Professor Richard Toye, Head of History at the University of Exeter, said Theresa May’s decision to call a snap election was ‘a blunder of historic proportions’:
“This is not merely a setback or a reversal; it is the result of a blunder of historic proportions. At the outset of the campaign, it looked as though the Prime Minister could not lose the election if she tried. But for much of it, it looked as though that was exactly what she was attempting to do,” Professor Toye of the University of Exeter said. “Going to the country was a significant unforced error. Snap elections are inherently risky, as Stanley Baldwin discovered in 1923 and Edward Heath found out in 1974. But both of these Tory leaders at least had credible reasons for acting as they did. Give the British people an election they don’t want and they will often use it as an opportunity to give you a good kicking.”
Professor Michelle Ryan, University of Exeter, says Theresa May is casualty of the ‘glass cliff’ phenomenon: the tendency for women to be preferred over men for precarious jobs:
“While the snap election was of her own making, this short tenure is perhaps not surprising given what we know about the glass cliff – the tendency for women to occupy leadership positions in times of crisis. It is no coincidence that May became Prime Minister amidst the uncertainty of Brexit, and she is now paying the price.”

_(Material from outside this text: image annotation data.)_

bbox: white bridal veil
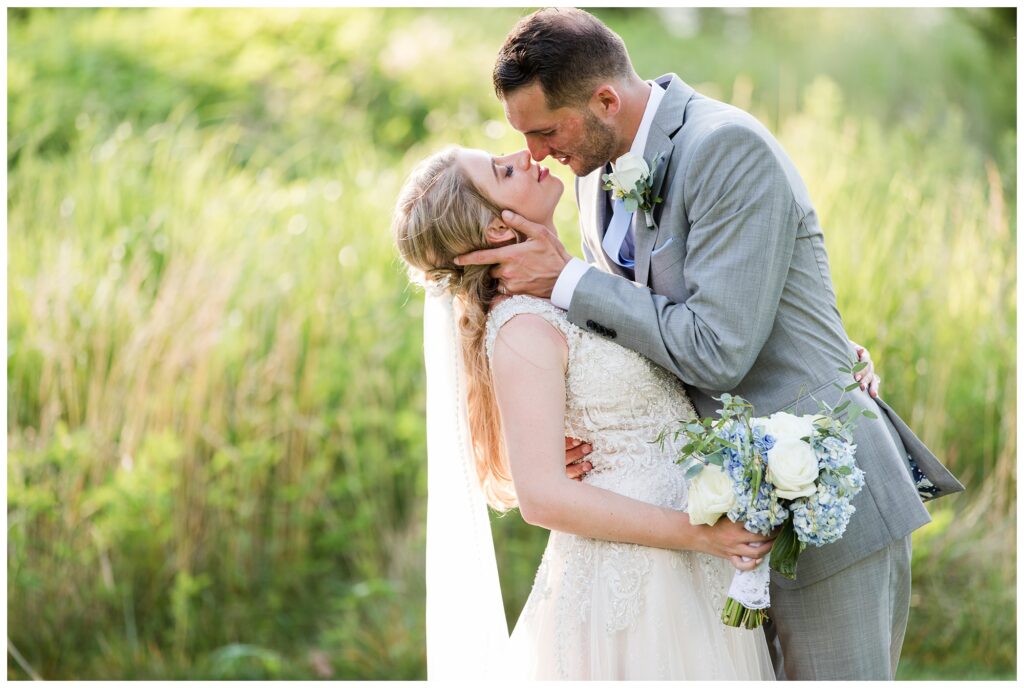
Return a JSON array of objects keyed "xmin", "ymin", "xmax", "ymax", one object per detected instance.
[{"xmin": 423, "ymin": 289, "xmax": 509, "ymax": 680}]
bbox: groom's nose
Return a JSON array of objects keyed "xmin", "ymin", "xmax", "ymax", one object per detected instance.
[{"xmin": 526, "ymin": 138, "xmax": 551, "ymax": 163}]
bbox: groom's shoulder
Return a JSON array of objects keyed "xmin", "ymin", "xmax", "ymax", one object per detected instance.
[{"xmin": 678, "ymin": 94, "xmax": 774, "ymax": 149}]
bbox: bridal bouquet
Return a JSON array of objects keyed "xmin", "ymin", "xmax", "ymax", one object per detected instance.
[{"xmin": 658, "ymin": 363, "xmax": 877, "ymax": 629}]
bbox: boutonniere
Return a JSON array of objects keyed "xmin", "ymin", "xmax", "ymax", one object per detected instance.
[{"xmin": 601, "ymin": 153, "xmax": 665, "ymax": 228}]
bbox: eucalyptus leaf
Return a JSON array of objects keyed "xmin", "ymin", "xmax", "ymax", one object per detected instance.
[{"xmin": 769, "ymin": 518, "xmax": 803, "ymax": 579}]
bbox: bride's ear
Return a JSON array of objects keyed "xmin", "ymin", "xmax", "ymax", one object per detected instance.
[{"xmin": 483, "ymin": 217, "xmax": 519, "ymax": 246}]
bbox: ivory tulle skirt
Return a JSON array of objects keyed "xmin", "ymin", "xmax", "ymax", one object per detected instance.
[{"xmin": 508, "ymin": 532, "xmax": 774, "ymax": 680}]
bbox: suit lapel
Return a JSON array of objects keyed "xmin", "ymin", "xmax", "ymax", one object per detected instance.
[
  {"xmin": 580, "ymin": 162, "xmax": 627, "ymax": 276},
  {"xmin": 633, "ymin": 74, "xmax": 694, "ymax": 285}
]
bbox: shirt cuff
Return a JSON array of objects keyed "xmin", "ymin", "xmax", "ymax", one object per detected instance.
[{"xmin": 551, "ymin": 257, "xmax": 591, "ymax": 310}]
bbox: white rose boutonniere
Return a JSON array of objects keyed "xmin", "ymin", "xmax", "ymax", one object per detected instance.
[{"xmin": 601, "ymin": 153, "xmax": 664, "ymax": 227}]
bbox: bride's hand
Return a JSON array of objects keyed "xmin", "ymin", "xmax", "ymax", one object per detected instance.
[
  {"xmin": 850, "ymin": 342, "xmax": 882, "ymax": 398},
  {"xmin": 695, "ymin": 516, "xmax": 775, "ymax": 571}
]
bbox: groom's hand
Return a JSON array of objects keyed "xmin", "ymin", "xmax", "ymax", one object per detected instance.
[
  {"xmin": 565, "ymin": 437, "xmax": 594, "ymax": 480},
  {"xmin": 455, "ymin": 210, "xmax": 571, "ymax": 299},
  {"xmin": 696, "ymin": 516, "xmax": 775, "ymax": 571}
]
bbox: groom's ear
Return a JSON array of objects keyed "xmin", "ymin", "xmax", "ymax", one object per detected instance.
[
  {"xmin": 591, "ymin": 84, "xmax": 623, "ymax": 117},
  {"xmin": 483, "ymin": 217, "xmax": 517, "ymax": 246}
]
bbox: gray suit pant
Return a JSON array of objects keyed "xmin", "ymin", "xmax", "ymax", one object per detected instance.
[{"xmin": 765, "ymin": 535, "xmax": 910, "ymax": 681}]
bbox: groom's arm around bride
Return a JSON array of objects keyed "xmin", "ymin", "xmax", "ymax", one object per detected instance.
[{"xmin": 460, "ymin": 10, "xmax": 963, "ymax": 679}]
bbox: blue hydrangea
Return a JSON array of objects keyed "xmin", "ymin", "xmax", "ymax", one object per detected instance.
[{"xmin": 790, "ymin": 484, "xmax": 857, "ymax": 547}]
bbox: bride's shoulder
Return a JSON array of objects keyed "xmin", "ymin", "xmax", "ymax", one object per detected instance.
[
  {"xmin": 487, "ymin": 294, "xmax": 565, "ymax": 328},
  {"xmin": 486, "ymin": 295, "xmax": 568, "ymax": 356}
]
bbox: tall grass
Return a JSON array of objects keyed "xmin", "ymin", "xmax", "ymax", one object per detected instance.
[{"xmin": 7, "ymin": 9, "xmax": 1017, "ymax": 679}]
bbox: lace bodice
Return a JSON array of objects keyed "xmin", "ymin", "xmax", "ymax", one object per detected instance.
[{"xmin": 485, "ymin": 296, "xmax": 696, "ymax": 509}]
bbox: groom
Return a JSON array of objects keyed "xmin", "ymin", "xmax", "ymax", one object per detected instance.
[{"xmin": 460, "ymin": 9, "xmax": 963, "ymax": 680}]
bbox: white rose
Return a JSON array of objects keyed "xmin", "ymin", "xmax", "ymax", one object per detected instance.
[
  {"xmin": 762, "ymin": 412, "xmax": 815, "ymax": 440},
  {"xmin": 611, "ymin": 153, "xmax": 650, "ymax": 194},
  {"xmin": 767, "ymin": 433, "xmax": 818, "ymax": 500},
  {"xmin": 686, "ymin": 466, "xmax": 736, "ymax": 525}
]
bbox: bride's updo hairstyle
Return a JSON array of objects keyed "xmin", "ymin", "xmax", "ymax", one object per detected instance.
[{"xmin": 391, "ymin": 147, "xmax": 516, "ymax": 511}]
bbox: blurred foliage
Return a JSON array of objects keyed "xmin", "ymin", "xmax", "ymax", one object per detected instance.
[{"xmin": 7, "ymin": 8, "xmax": 1017, "ymax": 680}]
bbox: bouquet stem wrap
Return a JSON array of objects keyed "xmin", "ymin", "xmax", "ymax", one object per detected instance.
[{"xmin": 722, "ymin": 552, "xmax": 771, "ymax": 629}]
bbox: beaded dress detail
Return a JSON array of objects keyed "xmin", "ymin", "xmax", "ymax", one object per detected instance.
[{"xmin": 485, "ymin": 296, "xmax": 774, "ymax": 680}]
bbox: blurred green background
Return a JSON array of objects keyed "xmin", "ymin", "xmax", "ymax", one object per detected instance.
[{"xmin": 7, "ymin": 9, "xmax": 1017, "ymax": 679}]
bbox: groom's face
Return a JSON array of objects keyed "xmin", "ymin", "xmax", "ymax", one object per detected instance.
[{"xmin": 504, "ymin": 82, "xmax": 616, "ymax": 177}]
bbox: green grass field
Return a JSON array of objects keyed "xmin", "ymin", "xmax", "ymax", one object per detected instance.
[{"xmin": 7, "ymin": 9, "xmax": 1017, "ymax": 680}]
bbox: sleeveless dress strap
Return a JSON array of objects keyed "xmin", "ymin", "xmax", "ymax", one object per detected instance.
[{"xmin": 484, "ymin": 294, "xmax": 579, "ymax": 360}]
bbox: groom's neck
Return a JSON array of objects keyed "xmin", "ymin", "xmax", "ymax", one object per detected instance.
[{"xmin": 612, "ymin": 77, "xmax": 650, "ymax": 160}]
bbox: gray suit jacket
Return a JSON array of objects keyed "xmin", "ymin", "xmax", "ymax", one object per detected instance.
[{"xmin": 568, "ymin": 74, "xmax": 964, "ymax": 588}]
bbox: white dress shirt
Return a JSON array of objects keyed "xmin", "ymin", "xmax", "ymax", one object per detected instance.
[{"xmin": 551, "ymin": 81, "xmax": 665, "ymax": 310}]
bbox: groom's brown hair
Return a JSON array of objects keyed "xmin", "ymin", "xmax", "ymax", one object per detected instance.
[{"xmin": 493, "ymin": 7, "xmax": 633, "ymax": 110}]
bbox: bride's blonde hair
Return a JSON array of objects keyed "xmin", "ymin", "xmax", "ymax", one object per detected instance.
[{"xmin": 391, "ymin": 147, "xmax": 516, "ymax": 511}]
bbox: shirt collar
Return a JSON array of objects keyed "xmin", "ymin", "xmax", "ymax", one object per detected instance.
[{"xmin": 630, "ymin": 81, "xmax": 665, "ymax": 158}]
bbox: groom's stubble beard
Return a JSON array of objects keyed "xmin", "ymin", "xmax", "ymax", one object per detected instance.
[{"xmin": 565, "ymin": 109, "xmax": 617, "ymax": 177}]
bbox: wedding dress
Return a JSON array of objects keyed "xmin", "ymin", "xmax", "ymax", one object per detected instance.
[{"xmin": 485, "ymin": 296, "xmax": 774, "ymax": 680}]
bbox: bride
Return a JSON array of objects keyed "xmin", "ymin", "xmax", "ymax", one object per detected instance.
[{"xmin": 392, "ymin": 148, "xmax": 880, "ymax": 680}]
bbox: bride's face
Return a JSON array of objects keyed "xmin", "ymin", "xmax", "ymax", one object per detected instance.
[{"xmin": 458, "ymin": 149, "xmax": 562, "ymax": 225}]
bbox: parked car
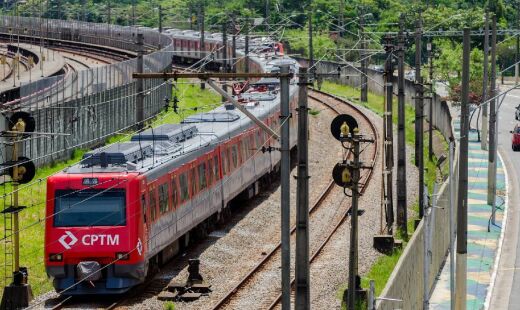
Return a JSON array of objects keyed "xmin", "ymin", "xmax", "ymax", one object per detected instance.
[
  {"xmin": 510, "ymin": 124, "xmax": 520, "ymax": 152},
  {"xmin": 372, "ymin": 65, "xmax": 385, "ymax": 73}
]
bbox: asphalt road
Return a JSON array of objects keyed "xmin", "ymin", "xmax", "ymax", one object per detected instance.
[{"xmin": 489, "ymin": 87, "xmax": 520, "ymax": 309}]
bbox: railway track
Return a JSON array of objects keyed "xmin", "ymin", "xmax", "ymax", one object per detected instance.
[
  {"xmin": 211, "ymin": 90, "xmax": 378, "ymax": 310},
  {"xmin": 40, "ymin": 85, "xmax": 378, "ymax": 309}
]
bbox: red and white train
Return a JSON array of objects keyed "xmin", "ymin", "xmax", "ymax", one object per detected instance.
[{"xmin": 44, "ymin": 31, "xmax": 298, "ymax": 295}]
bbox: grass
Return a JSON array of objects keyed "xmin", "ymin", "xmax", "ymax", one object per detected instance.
[
  {"xmin": 321, "ymin": 81, "xmax": 448, "ymax": 308},
  {"xmin": 0, "ymin": 80, "xmax": 220, "ymax": 296},
  {"xmin": 164, "ymin": 301, "xmax": 175, "ymax": 310}
]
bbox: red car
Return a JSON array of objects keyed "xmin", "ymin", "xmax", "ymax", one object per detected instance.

Professor Ryan is Professor of Social and Organisational Psychology at the University of Exeter. She and colleague Prof Alex Haslam adopted the term “glass cliff” to describe a situation where a woman ascends to a leadership position in which the risk of failure is high – a glass cliff from which she might fall. “Glass Cliff” was shortlisted for the Oxford Dictionaries ‘word of the year’ in 2016.